The cabling is clean, with double-insulated-heat-proofing for the mains (from the mains cable to the fuse and to the transformer, from the mains cable to the front power switch). Unfortunately, no double insulation from the power switch to the transformer.
Also, the transformer secondary cables insulation could have been cleaner.
The screws attaching the transformer, the heat sink and the ground lead have split washers. Good.
The front PCB is attached to the front panel by four screws and by the potentiometers. It looks like if it was bathed several times in flux. I think it’s the reason why the pots were so hard to turn. I cleaned them with a flux remover and they went back to normal once dry.
Apart from the flux-terrorism and that yellow wire for output transistor bias being directly soldered on a 1206 capacitor (come on, guys, what’s the point putting connectors for the other cables and doing that for that one wire?!), the PCB design is OK. I like the via-stitches and big planes to help the two voltage regulators dissipate heat.
[Edit: I just noticed there's a footprint for a connector for the yellow cable, but they decided to solder a capacitor parallel to it and the wire directly on the cap.]
As you can guess, the LCD displays are actually directly driven by the output voltage/current, not by the pots setting. Which means that the unit goes to 16,3V and 2,1A. It also means that what you read on the LCDs is what you’re getting on the output.
This task is done by two identical ICs, the CS7106GN, an obscure piece of silicon, designed and made in china (datasheet here, Chinese-only). It’s basically a voltmeter/LCD driver:
An interesting thing is the oscillator circuit. I said the LCDs’ refresh rate was poor. In the datasheet, the default capacitor value on OSC3 is 100pF. I replaced it with a 33pF and… Success! the refresh rate is now more than acceptable, without any precision/resolution loss.
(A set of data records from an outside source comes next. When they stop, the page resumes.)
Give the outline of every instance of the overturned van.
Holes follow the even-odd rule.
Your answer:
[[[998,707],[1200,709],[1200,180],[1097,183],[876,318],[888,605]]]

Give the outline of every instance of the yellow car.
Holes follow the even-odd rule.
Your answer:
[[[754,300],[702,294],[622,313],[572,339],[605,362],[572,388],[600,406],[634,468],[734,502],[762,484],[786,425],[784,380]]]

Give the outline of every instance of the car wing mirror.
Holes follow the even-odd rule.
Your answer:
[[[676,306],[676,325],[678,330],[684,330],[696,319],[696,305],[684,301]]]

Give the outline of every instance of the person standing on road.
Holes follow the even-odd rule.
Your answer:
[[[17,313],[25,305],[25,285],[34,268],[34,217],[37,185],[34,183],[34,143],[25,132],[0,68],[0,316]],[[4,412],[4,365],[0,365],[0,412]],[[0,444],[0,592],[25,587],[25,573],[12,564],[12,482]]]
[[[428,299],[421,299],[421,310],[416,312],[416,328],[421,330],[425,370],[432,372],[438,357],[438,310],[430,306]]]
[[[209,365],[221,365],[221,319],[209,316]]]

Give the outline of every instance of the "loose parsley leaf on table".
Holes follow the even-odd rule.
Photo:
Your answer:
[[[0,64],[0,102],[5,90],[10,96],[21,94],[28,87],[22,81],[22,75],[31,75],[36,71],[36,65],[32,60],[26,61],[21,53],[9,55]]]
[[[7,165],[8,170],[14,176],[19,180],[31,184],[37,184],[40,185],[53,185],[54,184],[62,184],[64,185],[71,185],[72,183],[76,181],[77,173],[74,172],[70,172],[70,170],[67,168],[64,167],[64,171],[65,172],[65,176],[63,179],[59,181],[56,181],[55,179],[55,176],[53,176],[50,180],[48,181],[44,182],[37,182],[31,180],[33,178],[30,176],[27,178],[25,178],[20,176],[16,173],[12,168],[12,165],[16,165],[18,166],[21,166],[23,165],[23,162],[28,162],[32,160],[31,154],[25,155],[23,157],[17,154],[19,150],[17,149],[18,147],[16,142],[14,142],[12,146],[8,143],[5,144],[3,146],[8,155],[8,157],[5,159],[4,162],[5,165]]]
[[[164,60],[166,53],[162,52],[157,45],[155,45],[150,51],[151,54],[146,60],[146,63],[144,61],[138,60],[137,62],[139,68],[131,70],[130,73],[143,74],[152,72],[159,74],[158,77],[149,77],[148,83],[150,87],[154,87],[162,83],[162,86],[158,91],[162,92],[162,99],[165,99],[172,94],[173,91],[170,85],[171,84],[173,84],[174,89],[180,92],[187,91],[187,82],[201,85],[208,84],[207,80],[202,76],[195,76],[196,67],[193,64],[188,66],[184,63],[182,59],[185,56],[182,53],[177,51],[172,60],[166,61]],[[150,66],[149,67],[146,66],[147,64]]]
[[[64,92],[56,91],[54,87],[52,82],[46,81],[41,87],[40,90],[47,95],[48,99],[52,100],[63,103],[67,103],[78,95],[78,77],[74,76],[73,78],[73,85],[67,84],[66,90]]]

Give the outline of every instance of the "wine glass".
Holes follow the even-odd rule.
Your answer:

I also replaced the green CV led by a more efficient one.
The voltage/current command is entirely analog (the two dual op-amps on the front PCB). It would be interesting to replace the front panel potentiometers by digital encoders commanding two digital potentiometers driven by a microcontroller. Add some USB/Serial capability, two ADC and voilà, you have a remote-controlled lab power supply. Quite tempting!
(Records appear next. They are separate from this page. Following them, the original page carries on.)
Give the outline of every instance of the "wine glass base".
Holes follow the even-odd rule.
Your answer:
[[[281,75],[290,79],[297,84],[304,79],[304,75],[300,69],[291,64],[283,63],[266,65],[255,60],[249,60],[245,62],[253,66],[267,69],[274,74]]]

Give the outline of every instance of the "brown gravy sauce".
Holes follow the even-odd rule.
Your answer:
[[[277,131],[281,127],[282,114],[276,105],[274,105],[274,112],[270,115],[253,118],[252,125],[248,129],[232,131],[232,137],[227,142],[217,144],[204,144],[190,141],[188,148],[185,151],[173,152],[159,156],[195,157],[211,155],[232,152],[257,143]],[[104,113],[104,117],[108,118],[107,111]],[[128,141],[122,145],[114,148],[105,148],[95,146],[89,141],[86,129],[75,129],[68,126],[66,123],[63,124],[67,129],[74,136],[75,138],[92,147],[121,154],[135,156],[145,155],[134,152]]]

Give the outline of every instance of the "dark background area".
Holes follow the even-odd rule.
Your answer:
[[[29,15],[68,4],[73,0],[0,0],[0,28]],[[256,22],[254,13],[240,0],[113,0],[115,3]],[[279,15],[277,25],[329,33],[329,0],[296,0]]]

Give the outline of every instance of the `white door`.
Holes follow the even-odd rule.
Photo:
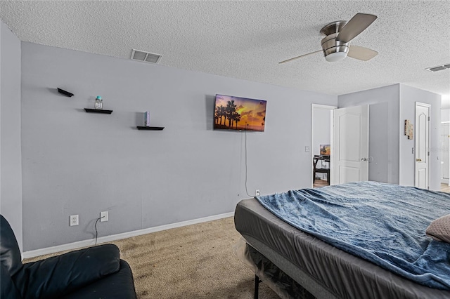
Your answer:
[[[334,112],[331,185],[368,180],[368,105]]]
[[[430,189],[428,184],[429,124],[430,107],[428,104],[416,102],[416,171],[414,186]]]
[[[442,123],[441,124],[441,142],[442,150],[439,153],[441,159],[441,182],[449,184],[450,178],[450,124]]]

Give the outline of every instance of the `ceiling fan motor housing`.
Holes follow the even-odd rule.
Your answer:
[[[344,43],[336,40],[340,30],[345,24],[347,24],[346,21],[333,22],[321,29],[321,33],[326,35],[322,39],[321,44],[322,44],[323,55],[327,61],[339,61],[347,57],[350,43]]]

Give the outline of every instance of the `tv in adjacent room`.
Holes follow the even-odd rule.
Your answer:
[[[264,100],[216,95],[214,128],[264,132],[266,104]]]

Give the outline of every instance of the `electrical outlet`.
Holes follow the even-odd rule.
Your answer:
[[[78,225],[78,215],[70,215],[69,220],[69,225],[70,226]]]
[[[108,211],[100,212],[100,222],[103,222],[105,221],[108,221]]]

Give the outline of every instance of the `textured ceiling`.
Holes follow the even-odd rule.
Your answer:
[[[378,18],[352,41],[368,62],[328,62],[319,30],[356,13]],[[401,83],[450,93],[450,1],[1,1],[0,18],[22,41],[340,95]],[[143,62],[144,63],[144,62]],[[149,65],[149,67],[151,65]]]

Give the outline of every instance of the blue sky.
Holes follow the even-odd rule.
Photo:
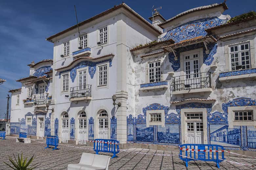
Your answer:
[[[147,19],[151,15],[153,5],[161,6],[159,11],[168,19],[191,8],[224,0],[13,1],[0,2],[0,78],[7,81],[0,85],[0,118],[6,110],[8,91],[17,88],[21,83],[15,80],[29,75],[27,65],[52,58],[53,44],[46,37],[76,23],[74,5],[81,22],[119,4],[123,1]],[[255,0],[227,0],[229,9],[224,14],[231,17],[255,10]],[[21,99],[21,100],[22,99]]]

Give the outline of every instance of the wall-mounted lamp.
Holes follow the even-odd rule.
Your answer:
[[[120,107],[121,106],[121,103],[119,102],[118,103],[116,103],[116,100],[117,100],[117,96],[114,95],[112,96],[112,100],[113,100],[113,104],[115,106],[116,104],[117,104],[118,107]]]
[[[48,109],[49,108],[49,103],[46,103],[46,110],[47,111],[47,112],[48,112],[48,110],[50,110],[53,112],[54,111],[54,108],[53,108],[51,109]]]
The output banana connectors are mounted on a PCB with a common mode filter and a protection diode, plus the current shunt. Unfortunately, they’re not bolted but only soldered, as are the output cables:
The voltage/current regulation is made by a TIP3055 power NPN transistor on the other PCB. It’s rated for 90W/70V/15A, so it won’t be screaming with the 15V/2A it’s asked for. The heatsink is also generous (passive cooling only):
The transistor is actually mounted on the other side of the PCB ad directly bolted to the heatsink, with a thermal pad. Simple-but-ok construction.
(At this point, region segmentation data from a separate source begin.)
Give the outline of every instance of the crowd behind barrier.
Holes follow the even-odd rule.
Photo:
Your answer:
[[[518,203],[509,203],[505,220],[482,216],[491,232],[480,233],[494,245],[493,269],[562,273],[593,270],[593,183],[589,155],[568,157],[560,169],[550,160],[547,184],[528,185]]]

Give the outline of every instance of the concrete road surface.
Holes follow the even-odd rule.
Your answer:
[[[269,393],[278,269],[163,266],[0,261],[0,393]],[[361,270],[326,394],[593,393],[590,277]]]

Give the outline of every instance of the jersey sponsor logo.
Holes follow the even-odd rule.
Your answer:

(The other hole is to hold the PCB. There’s a plastic spacer between the heatsink and the PCB. The transistor mounting hole is isolated too)
Even if this second PCB looks way cheaper than the front one, the manufacturer make the effort of glueing the filtering cap. The rectifier diodes could be further from the relay due to heat, but I’m not sure they dissipate so much power.
Now, what about the performances?
I compared the LCD readings with the ones on my Fluke 79III (calibrated) multimeter. They’re within 50mV range. The output voltage ripple is below 5mV for all current/voltage combinations.
The unit is within specs, before or after warming up. The relay clicks-in between 4.2V and 4.3V (to switch in the transformer second tap) without any peaks on the output voltage.
The start-up voltage ramp is nice, without any overshooting (and I tried several times, with several voltage settings):
I must say I’m very surprised by the quality and performance vs. price ratio of this lab power supply. For 35 Euros, I’m not sure you can get even the case from Farnell. Here, you get a very nice 0..15V 0..2A power supply, with digital display, good accuracy and enough for most of the everyday needs. Plus, it begs to be modded!